There are other ways price discrimination by a monopolist can be socially suboptimal, but Matt’s point that they can also be socially optimal is the less understood point, so overall I can forgive him for not getting it quite right.
I would say the issue here is that the “stay over a Saturday night” discount just isn’t a particularly accurate way of segmenting the market. If there were some way for the airline to just know who’s traveling for business and who’s traveling for leisure, then the price discrimination resulting from that would be clearly beneficial. Efforts to differentiate prices via unbundling, like the bag fee, strike me as more akin to his example about movie popcorn:
It turns out that even at the margin, and even given that price is already high enough to cover costs, higher popcorn prices may make consumers overall better off. How can this be? This paper explains that total consumer welfare can go up when producers use “metered” price discrimination. This is where consumers are charged more for “aftermarket goods” (the popcorn) and charged less for the primary good (the movie ticket). This type of pricing scheme can benefit both producers and consumers; the theater can charge a lower ticket price, which means that some consumers who would have been priced out of seeing the movie instead choose to attend the movie at the lower price. The paper provides evidence that this type of price discrimination is in fact occurring.
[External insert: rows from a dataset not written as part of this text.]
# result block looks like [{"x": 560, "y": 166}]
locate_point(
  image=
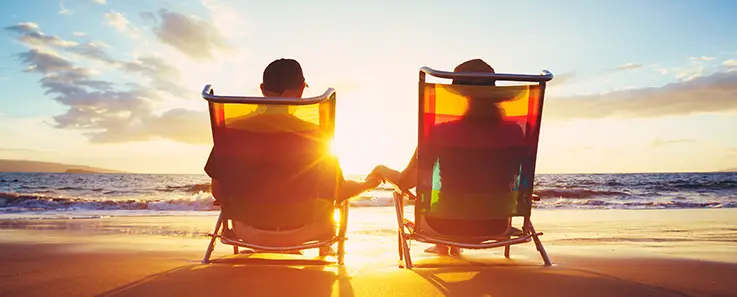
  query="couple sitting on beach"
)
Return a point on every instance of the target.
[{"x": 284, "y": 78}]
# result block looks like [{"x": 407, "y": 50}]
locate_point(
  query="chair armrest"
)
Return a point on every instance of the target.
[{"x": 403, "y": 192}]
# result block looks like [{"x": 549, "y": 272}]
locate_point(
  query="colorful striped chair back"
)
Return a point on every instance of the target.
[
  {"x": 273, "y": 157},
  {"x": 477, "y": 148}
]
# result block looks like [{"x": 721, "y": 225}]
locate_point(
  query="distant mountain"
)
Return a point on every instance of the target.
[{"x": 36, "y": 166}]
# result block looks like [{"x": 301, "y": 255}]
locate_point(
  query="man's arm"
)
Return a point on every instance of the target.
[{"x": 350, "y": 189}]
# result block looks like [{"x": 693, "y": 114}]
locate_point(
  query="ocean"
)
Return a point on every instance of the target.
[{"x": 68, "y": 195}]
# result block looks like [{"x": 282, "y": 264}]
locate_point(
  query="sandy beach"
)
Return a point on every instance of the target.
[{"x": 595, "y": 253}]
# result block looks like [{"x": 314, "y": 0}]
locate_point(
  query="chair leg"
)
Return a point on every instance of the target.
[
  {"x": 539, "y": 245},
  {"x": 403, "y": 246},
  {"x": 213, "y": 239},
  {"x": 399, "y": 248},
  {"x": 405, "y": 250},
  {"x": 343, "y": 228}
]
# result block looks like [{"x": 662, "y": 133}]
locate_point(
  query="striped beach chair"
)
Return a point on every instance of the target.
[
  {"x": 470, "y": 173},
  {"x": 275, "y": 173}
]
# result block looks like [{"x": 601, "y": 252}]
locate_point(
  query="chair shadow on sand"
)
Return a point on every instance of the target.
[
  {"x": 437, "y": 276},
  {"x": 502, "y": 277},
  {"x": 244, "y": 276}
]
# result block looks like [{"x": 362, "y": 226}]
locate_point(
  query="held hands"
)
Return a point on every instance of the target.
[{"x": 375, "y": 178}]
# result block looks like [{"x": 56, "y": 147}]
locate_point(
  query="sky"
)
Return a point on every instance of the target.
[{"x": 640, "y": 86}]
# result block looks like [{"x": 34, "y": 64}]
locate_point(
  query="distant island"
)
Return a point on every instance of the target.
[{"x": 37, "y": 166}]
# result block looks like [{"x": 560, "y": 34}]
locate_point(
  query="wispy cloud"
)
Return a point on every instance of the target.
[
  {"x": 191, "y": 36},
  {"x": 563, "y": 78},
  {"x": 626, "y": 67},
  {"x": 661, "y": 143},
  {"x": 118, "y": 21},
  {"x": 106, "y": 111},
  {"x": 712, "y": 93},
  {"x": 702, "y": 58},
  {"x": 30, "y": 34},
  {"x": 63, "y": 10}
]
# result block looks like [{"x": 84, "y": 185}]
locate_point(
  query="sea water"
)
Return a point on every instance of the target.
[{"x": 68, "y": 195}]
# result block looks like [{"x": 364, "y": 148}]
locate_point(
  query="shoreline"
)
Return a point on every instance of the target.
[{"x": 594, "y": 252}]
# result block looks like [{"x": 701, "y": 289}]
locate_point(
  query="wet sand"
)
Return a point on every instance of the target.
[{"x": 595, "y": 253}]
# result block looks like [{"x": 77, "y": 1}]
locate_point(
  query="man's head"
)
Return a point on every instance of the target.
[
  {"x": 478, "y": 107},
  {"x": 283, "y": 78},
  {"x": 475, "y": 65}
]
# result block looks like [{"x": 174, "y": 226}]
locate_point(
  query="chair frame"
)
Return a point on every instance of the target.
[
  {"x": 406, "y": 228},
  {"x": 223, "y": 222}
]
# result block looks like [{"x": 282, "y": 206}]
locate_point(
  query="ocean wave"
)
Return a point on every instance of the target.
[
  {"x": 202, "y": 201},
  {"x": 709, "y": 185},
  {"x": 14, "y": 202},
  {"x": 615, "y": 204},
  {"x": 578, "y": 193},
  {"x": 191, "y": 188}
]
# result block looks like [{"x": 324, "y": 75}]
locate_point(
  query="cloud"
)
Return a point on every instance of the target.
[
  {"x": 661, "y": 143},
  {"x": 625, "y": 67},
  {"x": 702, "y": 58},
  {"x": 64, "y": 10},
  {"x": 30, "y": 34},
  {"x": 191, "y": 36},
  {"x": 563, "y": 78},
  {"x": 712, "y": 93},
  {"x": 108, "y": 112},
  {"x": 121, "y": 23}
]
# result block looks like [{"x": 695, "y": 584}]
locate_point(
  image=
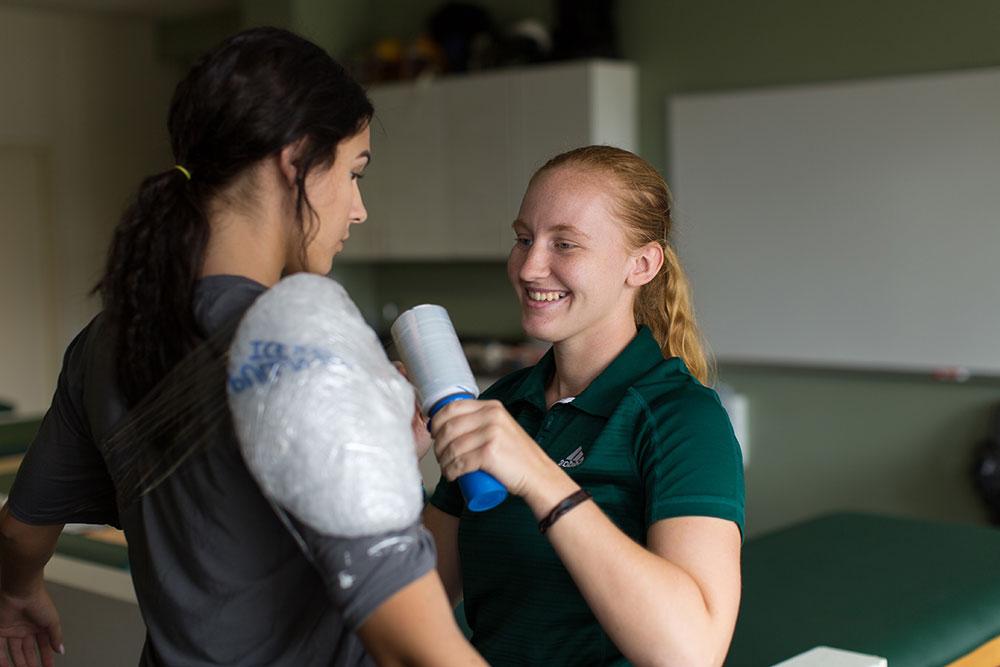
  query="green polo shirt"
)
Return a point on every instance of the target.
[{"x": 648, "y": 441}]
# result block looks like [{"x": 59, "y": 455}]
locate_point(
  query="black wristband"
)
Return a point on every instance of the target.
[{"x": 566, "y": 505}]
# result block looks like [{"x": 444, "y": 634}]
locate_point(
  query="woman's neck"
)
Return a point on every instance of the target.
[{"x": 580, "y": 359}]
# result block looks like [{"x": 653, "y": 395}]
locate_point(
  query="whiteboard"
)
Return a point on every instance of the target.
[{"x": 852, "y": 224}]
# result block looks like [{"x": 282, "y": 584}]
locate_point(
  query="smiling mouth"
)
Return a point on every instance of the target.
[{"x": 548, "y": 295}]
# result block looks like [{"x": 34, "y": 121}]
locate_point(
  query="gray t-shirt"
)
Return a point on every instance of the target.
[{"x": 219, "y": 578}]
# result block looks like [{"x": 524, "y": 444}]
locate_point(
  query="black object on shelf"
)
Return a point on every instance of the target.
[
  {"x": 986, "y": 468},
  {"x": 585, "y": 29},
  {"x": 466, "y": 33}
]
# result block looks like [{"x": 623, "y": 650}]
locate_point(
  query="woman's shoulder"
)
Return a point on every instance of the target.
[
  {"x": 669, "y": 391},
  {"x": 506, "y": 386}
]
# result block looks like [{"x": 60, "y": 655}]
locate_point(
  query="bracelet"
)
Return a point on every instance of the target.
[{"x": 566, "y": 505}]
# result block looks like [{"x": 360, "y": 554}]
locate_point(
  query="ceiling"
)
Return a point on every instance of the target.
[{"x": 149, "y": 8}]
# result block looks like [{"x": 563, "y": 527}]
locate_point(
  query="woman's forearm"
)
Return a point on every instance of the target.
[
  {"x": 24, "y": 551},
  {"x": 654, "y": 611}
]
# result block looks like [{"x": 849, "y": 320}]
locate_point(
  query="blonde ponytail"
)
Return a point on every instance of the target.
[
  {"x": 665, "y": 306},
  {"x": 643, "y": 204}
]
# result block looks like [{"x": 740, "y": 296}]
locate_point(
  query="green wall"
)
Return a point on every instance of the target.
[{"x": 820, "y": 440}]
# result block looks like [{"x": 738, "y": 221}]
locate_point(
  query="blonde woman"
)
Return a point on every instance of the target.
[{"x": 621, "y": 541}]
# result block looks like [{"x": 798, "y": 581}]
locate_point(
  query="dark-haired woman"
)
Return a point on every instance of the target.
[{"x": 270, "y": 136}]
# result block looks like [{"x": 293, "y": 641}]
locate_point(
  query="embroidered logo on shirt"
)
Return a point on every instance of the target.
[{"x": 573, "y": 460}]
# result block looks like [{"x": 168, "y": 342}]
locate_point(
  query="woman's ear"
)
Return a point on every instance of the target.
[
  {"x": 286, "y": 162},
  {"x": 646, "y": 263}
]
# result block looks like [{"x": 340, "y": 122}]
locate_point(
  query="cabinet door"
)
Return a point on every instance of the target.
[
  {"x": 549, "y": 115},
  {"x": 404, "y": 192},
  {"x": 477, "y": 172}
]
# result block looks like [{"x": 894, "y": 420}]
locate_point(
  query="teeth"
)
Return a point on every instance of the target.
[{"x": 545, "y": 296}]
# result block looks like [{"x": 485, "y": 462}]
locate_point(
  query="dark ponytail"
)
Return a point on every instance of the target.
[{"x": 256, "y": 93}]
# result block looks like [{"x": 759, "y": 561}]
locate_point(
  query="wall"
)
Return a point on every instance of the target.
[
  {"x": 822, "y": 440},
  {"x": 86, "y": 93}
]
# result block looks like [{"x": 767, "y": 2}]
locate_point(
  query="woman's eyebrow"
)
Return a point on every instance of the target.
[{"x": 571, "y": 229}]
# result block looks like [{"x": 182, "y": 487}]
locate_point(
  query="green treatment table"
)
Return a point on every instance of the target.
[{"x": 918, "y": 593}]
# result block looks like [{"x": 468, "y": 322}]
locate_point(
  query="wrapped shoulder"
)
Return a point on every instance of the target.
[{"x": 322, "y": 416}]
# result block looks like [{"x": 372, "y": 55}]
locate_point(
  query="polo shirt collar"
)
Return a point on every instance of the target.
[{"x": 604, "y": 394}]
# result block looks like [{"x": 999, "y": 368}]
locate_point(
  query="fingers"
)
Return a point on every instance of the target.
[
  {"x": 465, "y": 453},
  {"x": 456, "y": 410},
  {"x": 45, "y": 649},
  {"x": 17, "y": 651}
]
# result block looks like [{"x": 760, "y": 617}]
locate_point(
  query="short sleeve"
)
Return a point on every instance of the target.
[
  {"x": 63, "y": 478},
  {"x": 689, "y": 458},
  {"x": 363, "y": 572}
]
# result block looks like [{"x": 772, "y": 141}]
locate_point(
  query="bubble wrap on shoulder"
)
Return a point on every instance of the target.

So the next time you’re barely willing to pay the ticket price to see a movie, thank the customers grumbling about their $10 buckets of popcorn.
At any rate, as I said in the update to my initial post the best thing for consumers and society is to promote competition, where possible. But it’s important for people to understand that it’s essentially impossible to create perfectly competitive markets in many instances. For example, in Washington DC if you want to go see Greenberg (which is good, but no Squid and the Whale) there’s only one theater showing it. And, indeed, this is generally the case for independent or foreign films. You go to Landmark E Street Theater or you don’t go at all.
Of course that’s not to say there are no competitive pressures on the theater — in the general “entertainment” market there are lots of other options — but the pressure is still quite imperfect. The fact of the matter, however, is that a given city is only going to be big enough to support so many movie theaters. A city of 600,000 people is never going to have so many theaters as to meet the ideal of a perfectly competitive market for opportunities to go see Kick-Ass. Comprehension regulation of movie theaters to eliminate deadweight loss from prices that exceed marginal cost seems likely to be a cure worse than the disease. So price discrimination is the best solution available.